National Aquatic Resource Surveys (NARS) Data for Addressing Research Questions at Broad Spatial and Temporal Scales The National Aquatic Resource Surveys (NARS) program, a collaboration among United States Environmental Protection Agency (US EPA) Office of Water, Office of Research and Development (ORD), and states and tribes, assesses progress towards the objective of the Clean Water Act through field-based assessments conducted annually on a five-year cycle in lakes, rivers, streams, coasts, and wetlands. NARS is the only national program that produces publicly available, long-term, probabilistic, field-based data for the nation’s aquatic resources. Since its inception in 2007, NARS has amassed physical, chemical, and biological data from over 16,000 sites. The probabilistic design enables the use of data collected in the field from individual sites to make estimates with confidence for regional and national populations of any given aquatic resource. However, in recent years, these data have been increasingly leveraged to address a variety of large-scale ecological questions that would not have been possible before. In this talk, we provide an overview of the NARS program and a short tutorial covering the survey design and how to leverage and utilize the publicly available data (https://www.epa.gov/national-aquatic-resource-surveys). We also highlight published examples from US EPA ORD that demonstrate the power of NARS data and analysis methods to answer research questions focused on patterns and drivers of freshwater biodiversity and physiochemical conditions across broad spatial extents and over long temporal scales.

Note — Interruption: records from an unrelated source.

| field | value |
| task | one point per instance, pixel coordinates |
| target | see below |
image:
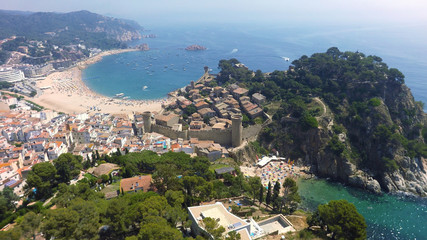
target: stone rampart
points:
(252, 131)
(169, 132)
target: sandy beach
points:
(66, 92)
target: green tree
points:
(233, 236)
(157, 228)
(42, 178)
(30, 224)
(88, 225)
(268, 197)
(291, 197)
(7, 200)
(261, 194)
(341, 219)
(276, 199)
(68, 166)
(254, 184)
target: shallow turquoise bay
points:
(387, 216)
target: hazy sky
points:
(161, 12)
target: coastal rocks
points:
(195, 47)
(410, 178)
(362, 180)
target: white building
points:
(11, 75)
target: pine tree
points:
(261, 194)
(276, 200)
(268, 197)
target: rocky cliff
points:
(66, 27)
(346, 115)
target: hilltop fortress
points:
(232, 136)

The views expressed in this abstract are those of the author(s) and do not necessarily represent the views or policies of the US EPA.

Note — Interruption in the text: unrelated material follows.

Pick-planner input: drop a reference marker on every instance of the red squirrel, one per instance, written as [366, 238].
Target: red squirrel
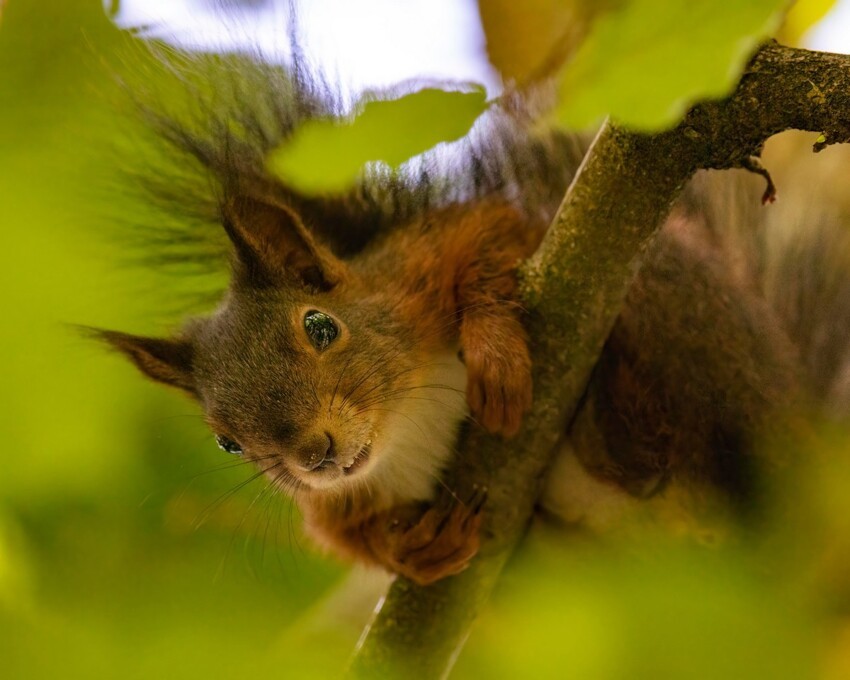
[347, 380]
[359, 332]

Amanda M. Nahlik (Primary Presenter/Author), U.S. Environmental Protection Agency, Nahlik.Amanda@epa.gov;

Ryan Hill (Co-Presenter/Co-Author), US Environmental Protection Agency, hill.ryan@epa.gov;

Richard Mitchell (Co-Presenter/Co-Author), U.S. Environmental Protection Agency, mitchell.richard@epa.gov;

Presentation:
This presentation has not yet been uploaded.

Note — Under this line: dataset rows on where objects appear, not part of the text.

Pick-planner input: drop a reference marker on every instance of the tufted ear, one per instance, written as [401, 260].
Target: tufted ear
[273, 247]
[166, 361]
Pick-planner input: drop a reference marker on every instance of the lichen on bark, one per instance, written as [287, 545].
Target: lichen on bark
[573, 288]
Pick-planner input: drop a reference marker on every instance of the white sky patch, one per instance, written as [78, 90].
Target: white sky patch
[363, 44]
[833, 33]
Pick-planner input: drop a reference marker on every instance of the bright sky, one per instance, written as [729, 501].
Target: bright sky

6/03/2024  |   10:45 - 11:00   |  Philadelphia Ballroom

Leveraging regional and national datasets compiled from multiple sources to improve quantitative ecology: process, lessons, and research opportunities afforded Through combinations of data from multiple survey programs, universities, and government agencies, datasets of greater sample density, and spatial and temporal coverage are now more available to researchers than ever before. These datasets allow for a wider breadth of modeling techniques including machine learning and causal inference, but such combinations come with some issues. Here, we present on several current projects that have used or are using large sample size, multi-program datasets. First, we will discuss our ongoing regional dataset compilations that explore aquatic physical habitat, specific conductance, benthic macroinvertebrates, and fish within the Chesapeake Bay. We will discuss how these data are being used in watershed-wide assessments of biological and habitat condition, freshwater salinization, and identification of potential environmental stressors. Then, we will discuss our current nation-wide project combining benthic macroinvertebrates and fish data from the US Environmental Protection Agency-National Rivers and Streams Assessment and US Geological Survey-National Water-Quality Assessment and how we have adapted densely sampled regional studies to evaluate largescale alterations to instream stressors (e.g., flow, salinity, water quality) and their impact on biological communities. For each example, we will showcase analyses and research projects that would not be possible without the availability of widespread data sources. We will also highlight lessons learned and some key insights into caveats when combing data from different sources.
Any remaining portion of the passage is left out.